Again, the science bears this out: In 2013, David Comer Kidd and Emanuele Castano published a study showing that reading literary fiction enhances what’s known as theory of mind, the set of cognitive skills that enable us to navigate complex human relationships. Students in my narrative medicine workshops at Columbia University and NYU Lutheran Medical Center have readily attested to this fact. As one said, “Readings others’ writing makes us closer and understand how we all experience our situation.” From another: “Hearing the work of my peers made me realize I’m not alone on this crazy ride. We are all vulnerable in our own way.”
Indeed, vulnerability plays a key role in the workshops, which call for participants not only to write, but also to share their writing and reflect on the writing of their peers. Such an experience can be discomfiting, vulnerability not being a feeling medical students readily embrace. But it’s precisely this vulnerability that makes the workshop so valuable, for it puts the clinician directly in the patient’s shoes, forcing her or him into a disempowered, uncertain position and paving the way not only for empathy, but also humility.
Finally, introducing literature into medical education brings the happy benefit of creating a space for community among students. As one of my students noted, a workshop showed him that “we often think we are isolated in our experience when we are really thinking and feeling similar things.” At a time when so many aspects of training are isolating and alienating — as resident Dhruv Khullar wrote last year in the New York Times — such workshops provide a welcome and necessary respite for student physicians as well as a rare opportunity for collaboration.

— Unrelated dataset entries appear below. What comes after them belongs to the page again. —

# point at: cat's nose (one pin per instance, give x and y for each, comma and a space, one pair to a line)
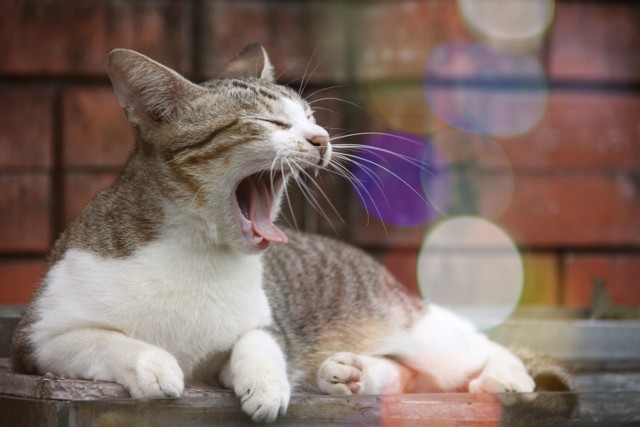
321, 140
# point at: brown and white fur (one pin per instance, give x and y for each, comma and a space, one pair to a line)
177, 273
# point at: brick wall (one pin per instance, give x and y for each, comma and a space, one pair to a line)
572, 177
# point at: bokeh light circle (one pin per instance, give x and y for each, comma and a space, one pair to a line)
474, 88
470, 266
387, 178
516, 24
468, 174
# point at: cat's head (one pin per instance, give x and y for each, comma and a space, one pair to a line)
221, 152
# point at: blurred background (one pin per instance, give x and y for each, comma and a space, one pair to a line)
503, 159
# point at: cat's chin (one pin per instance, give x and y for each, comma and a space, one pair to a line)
256, 197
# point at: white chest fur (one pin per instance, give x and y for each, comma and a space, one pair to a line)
192, 304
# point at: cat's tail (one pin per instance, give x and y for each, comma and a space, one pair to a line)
555, 392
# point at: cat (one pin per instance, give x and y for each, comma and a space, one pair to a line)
178, 274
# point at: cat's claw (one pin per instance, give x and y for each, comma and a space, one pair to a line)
341, 373
503, 379
155, 375
264, 394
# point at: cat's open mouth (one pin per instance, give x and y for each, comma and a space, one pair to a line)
256, 195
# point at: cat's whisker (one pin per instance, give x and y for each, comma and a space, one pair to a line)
322, 192
288, 198
312, 94
353, 104
362, 147
315, 204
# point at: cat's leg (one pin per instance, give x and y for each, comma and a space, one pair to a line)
146, 371
452, 355
348, 373
257, 372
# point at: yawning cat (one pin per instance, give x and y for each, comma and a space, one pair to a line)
177, 272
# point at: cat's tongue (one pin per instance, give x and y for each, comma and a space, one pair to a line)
259, 211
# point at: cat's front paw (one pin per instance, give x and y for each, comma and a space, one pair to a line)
264, 393
341, 373
155, 374
503, 379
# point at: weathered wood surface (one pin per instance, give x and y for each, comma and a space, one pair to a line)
51, 387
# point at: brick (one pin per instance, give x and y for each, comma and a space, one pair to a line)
400, 106
61, 37
541, 275
575, 210
96, 132
620, 273
81, 187
393, 40
580, 130
19, 280
545, 211
25, 209
304, 39
26, 128
595, 41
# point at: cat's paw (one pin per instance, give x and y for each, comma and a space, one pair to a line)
264, 393
503, 379
341, 373
155, 374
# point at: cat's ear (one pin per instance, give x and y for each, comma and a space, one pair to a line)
149, 92
252, 61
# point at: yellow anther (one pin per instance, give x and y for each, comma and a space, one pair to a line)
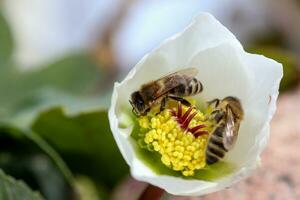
180, 150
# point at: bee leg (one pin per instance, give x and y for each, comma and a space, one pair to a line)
162, 105
182, 100
214, 101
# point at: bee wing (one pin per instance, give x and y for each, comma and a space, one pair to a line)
173, 80
231, 130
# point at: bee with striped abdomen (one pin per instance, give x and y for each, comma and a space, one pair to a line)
175, 86
228, 114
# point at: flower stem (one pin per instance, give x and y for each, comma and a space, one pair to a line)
152, 193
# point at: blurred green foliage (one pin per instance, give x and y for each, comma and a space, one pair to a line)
53, 124
291, 74
10, 189
85, 142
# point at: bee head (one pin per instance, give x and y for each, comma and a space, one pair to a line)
235, 106
138, 105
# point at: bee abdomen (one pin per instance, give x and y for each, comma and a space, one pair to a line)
194, 87
215, 148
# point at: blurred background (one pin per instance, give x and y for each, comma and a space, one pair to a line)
59, 60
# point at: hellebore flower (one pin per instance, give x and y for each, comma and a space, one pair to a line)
168, 149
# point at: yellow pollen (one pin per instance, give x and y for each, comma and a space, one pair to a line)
180, 148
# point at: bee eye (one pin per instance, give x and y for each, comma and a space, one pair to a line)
135, 112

We don’t yet fully understand the long-term impact of these programs, and there has been evidence that empathy tends to decline over time, as “compassion fatigue” and other symptoms of physician burnout set in. But giving clinicians — medical students and also veteran physicians, nurses, social workers, chaplains, and other allied health professionals — tools they can use to reflect on their clinical experiences, reframe patient encounters, and form meaningful connections with colleagues, patients, and their families, giving them permission to “cry,” is one small step in the right direction, and one from which we all — as past, current, and future patients — stand to benefit.
Stephanie Adler Yuan is regional consultant, Schwartz Center for Compassionate Healthcare.